Fundamental Ekonomi dan Kinerja BUMN Jadi Penopang Utama
Dony Oskaria menjelaskan bahwa pergerakan pasar dalam jangka pendek memang dapat dipengaruhi oleh berbagai sentimen. Namun, pada akhirnya, investor akan kembali menilai berdasarkan kekuatan ekonomi nasional dan kinerja masing-masing perusahaan.
“Kita tentu berterima kasih kepada seluruh investor yang menunjukkan kepercayaan terhadap fundamental ekonomi kita maupun fundamental perusahaan-perusahaan Indonesia. Kinerja yang baik tersebut membuat IHSG menguat cukup signifikan, termasuk rupiah yang juga menunjukkan penguatan,” kata Dony usai Flag Off BTN Jakarta International Marathon di Monas, Jakarta, Minggu.
Dony menambahkan bahwa perusahaan-perusahaan nasional, khususnya Badan Usaha Milik Negara (BUMN), masih memiliki fundamental yang kuat di berbagai sektor strategis. Kondisi ini menjadi modal penting untuk terus meningkatkan nilai perusahaan sekaligus menjaga kepercayaan investor.
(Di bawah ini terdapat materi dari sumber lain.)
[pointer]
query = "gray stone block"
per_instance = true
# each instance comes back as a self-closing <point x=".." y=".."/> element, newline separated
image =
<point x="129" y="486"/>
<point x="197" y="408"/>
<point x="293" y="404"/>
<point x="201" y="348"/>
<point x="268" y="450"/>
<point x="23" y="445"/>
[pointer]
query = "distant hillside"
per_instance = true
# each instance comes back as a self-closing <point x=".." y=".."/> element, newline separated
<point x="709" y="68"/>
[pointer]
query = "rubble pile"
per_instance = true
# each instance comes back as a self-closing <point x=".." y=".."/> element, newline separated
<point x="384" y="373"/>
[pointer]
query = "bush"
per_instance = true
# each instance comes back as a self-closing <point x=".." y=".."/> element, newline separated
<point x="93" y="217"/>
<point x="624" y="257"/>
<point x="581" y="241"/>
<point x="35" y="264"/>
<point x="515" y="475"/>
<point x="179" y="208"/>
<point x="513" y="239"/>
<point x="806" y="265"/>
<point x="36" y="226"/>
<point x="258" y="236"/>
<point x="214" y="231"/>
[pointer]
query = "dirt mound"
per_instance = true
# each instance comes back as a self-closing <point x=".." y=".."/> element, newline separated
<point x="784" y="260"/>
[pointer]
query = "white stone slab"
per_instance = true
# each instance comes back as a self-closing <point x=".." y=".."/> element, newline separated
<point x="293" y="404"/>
Aksi Korporasi dan Optimisme Jangka Panjang
Terkait aksi korporasi seperti pembelian kembali (buyback) saham oleh perusahaan BUMN, Dony Oskaria mengatakan hal tersebut merupakan mekanisme bisnis yang wajar. Aksi ini dilakukan apabila perusahaan melihat harga saham belum mencerminkan nilai fundamental sebenarnya.
“Buyback itu sebetulnya proses yang normal. Kalau kita melihat saham kita terlalu rendah, tentu pasti kita ambil. Sayang kan daripada investasi di tempat lain, lebih baik kita investasi dengan saham kita sendiri,” ujar Dony.
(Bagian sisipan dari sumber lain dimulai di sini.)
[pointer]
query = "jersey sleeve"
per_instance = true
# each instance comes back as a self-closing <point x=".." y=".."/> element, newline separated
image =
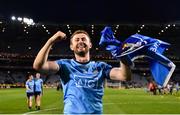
<point x="106" y="70"/>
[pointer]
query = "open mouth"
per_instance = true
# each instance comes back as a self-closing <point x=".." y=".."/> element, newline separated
<point x="81" y="45"/>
Dony optimistis bahwa kepercayaan investor terhadap Indonesia akan semakin kuat seiring solidnya fundamental ekonomi nasional. Transformasi perusahaan-perusahaan BUMN juga turut mendukung penguatan ini.
Sektor Riil dan Peran BTN dalam Pertumbuhan Ekonomi
Sejalan dengan optimisme tersebut, Direktur Utama PT Bank Tabungan Negara (Persero) Tbk (BTN), Nixon LP Napitupulu, menilai kuatnya fundamental ekonomi perlu terus didukung oleh bergeraknya sektor riil. Industri perumahan, misalnya, memiliki multiplier effect yang besar terhadap perekonomian.
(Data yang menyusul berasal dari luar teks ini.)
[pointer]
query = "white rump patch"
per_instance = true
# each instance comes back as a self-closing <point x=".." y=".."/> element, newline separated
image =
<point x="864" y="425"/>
Nixon mengatakan, BTN tetap optimistis menjaga momentum pertumbuhan dengan terus mendorong permintaan masyarakat terhadap hunian. Hal ini dilakukan melalui berbagai inovasi pembiayaan yang berkelanjutan.
“Kita harus bisa menciptakan demand, jangan hanya menunggu market. Karena itu, BTN terus mendorong berbagai strategi supaya sektor perumahan tetap bergerak dan masyarakat tetap memiliki akses untuk membeli rumah,” ujar Nixon.
Perseroan juga terus memperkuat strategi bisnis melalui ekspansi kredit yang sehat serta pengelolaan kualitas aset. BTN berkomitmen menjaga target pertumbuhan secara prudent di tengah dinamika ekonomi.